Diferentemente de “The Post – A Guerra Secreta” e suas intenções turvas, o longa de Burns aparenta ser brevemente mais honesto em suas proposições, expondo o sistema como uma máquina que envereda a moralidade a seu bel prazer e sufoca os indivíduos de acordo com seu interesse, sem nunca permitir uma avaliação de suas ações. Assim, a narrativa que acompanha Daniel Jones (Adam Driver), é construída a partir de uma reafirmação de gênero cinematográfico, um thriller político que mantém seus esforços em amaciar o ego de uma indústria que aprecia tal tipo de projeto. O resultado é um longa que não se arrisca em sua progressão da problemática do governo norte-americano, nem na forma que se estrutura. Contudo, o diretor demonstra uma preocupação em devolver parte do tom cínico utilizado pelas autoridades no momento de se justificar de qualquer vazamento, em sua encenação que abre espaço para a comicidade. Parte da acidez vista durante a projeção vem da noção absurda de como o monitoramento interno das instituições públicas é comprometido pela censura entre os próprios setores.

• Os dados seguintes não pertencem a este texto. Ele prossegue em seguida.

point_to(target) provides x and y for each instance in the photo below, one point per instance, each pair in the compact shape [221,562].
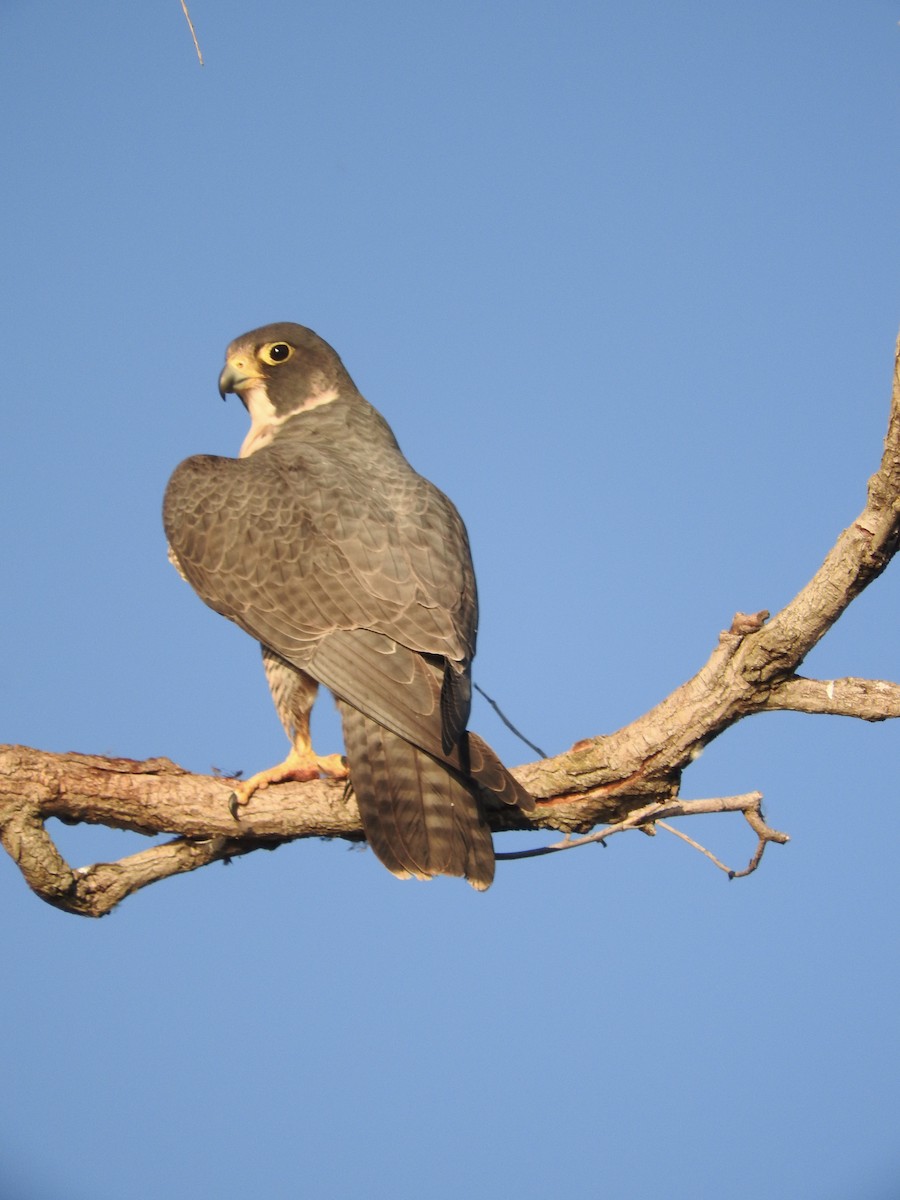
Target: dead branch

Porém, comprometendo gravemente a dilatação das discussões políticas do filme, o mesmo sente a necessidade, constante, de propor a visualização da violência comentada nos textos, soando fetichista por essa imagem de obviedades. A descrição dos atos em si, tornaria o processo mais visceral, o oposto acontece no recurso expositivo, que além de não acrescentar a investigação-eixo do longa, interrompe o fluxo narrativo drasticamente, criando uma quebra no ritmo.
Dramaticamente, “O Relatório” impõe o clássico modelo de transformação de padrão de comportamento diante do próprio ofício. O protagonista é parte de um sistema do qual não possui consciência crítica das atitudes da instituição ou mesmo de sua funcionalidade diante da complexidade do jogo maniqueísta das autoridades, mas com o decorrer do tempo se sente alimentando uma tóxica relação com a mídia de mentiras e omissões. Aqui, a tortura e a censura são os guias para essa mudança no personagem, mas guiadas através de relações pessoais interpeladas pela agência.
Desta maneira, a compreensão individual, tipicamente estadunidense, é dada com determinados arquétipos de uma estrutura pré-concebida pela indústria, sem fugir do esquemático, logo, é fácil encontrar as potencialidades que podem diferenciar o projeto de Burns dos demais. Não necessariamente pela sua proposta formal, que se assemelha aos demais, mas na maneira de conciliar a mise-en-scène regida pelo rigor das formalidades da narrativa e a insinuação de um debate que atravessa a contemporaneidade.
É fácil reconhecer méritos de “O Relatório”, seja na montagem que busca uma marcação pontual dos dramas projetados, na fotografia que não apela para os contrastes busca uma dramatização excessiva (já presente na trilha) ou no roteiro habilidoso em contornar temáticas e assuntos tortuosos com um didatismo louvável. Apesar disso, não há grande destaque para nenhuma das questões, são acima da média com relação à indústria, mas longe de ser uma autoria exemplar na direção de Burns ou mesmo de um produto que marque território no âmbito da sucessão de filmes políticos, acerca dos escândalos recentes norte-americanos.
Com uma possível campanha forte para o Oscar de 2020, o filme deve ganhar notório destaque ao longo dos meses e quem sabe uma indicação a Adam Driver (que também corre por “História de um Casamento”, do Noah Baumbach). Por mais que haja determinado murmurinho sobre a obra, é preciso que o espectador embarque na jornada de Daniels, sem reconhecer ali as próprias noções morais e políticas por trás da narrativa, ainda que a denúncia seja a verve, a forma é parte de um sistema tão tóxico quanto o alvo do agente.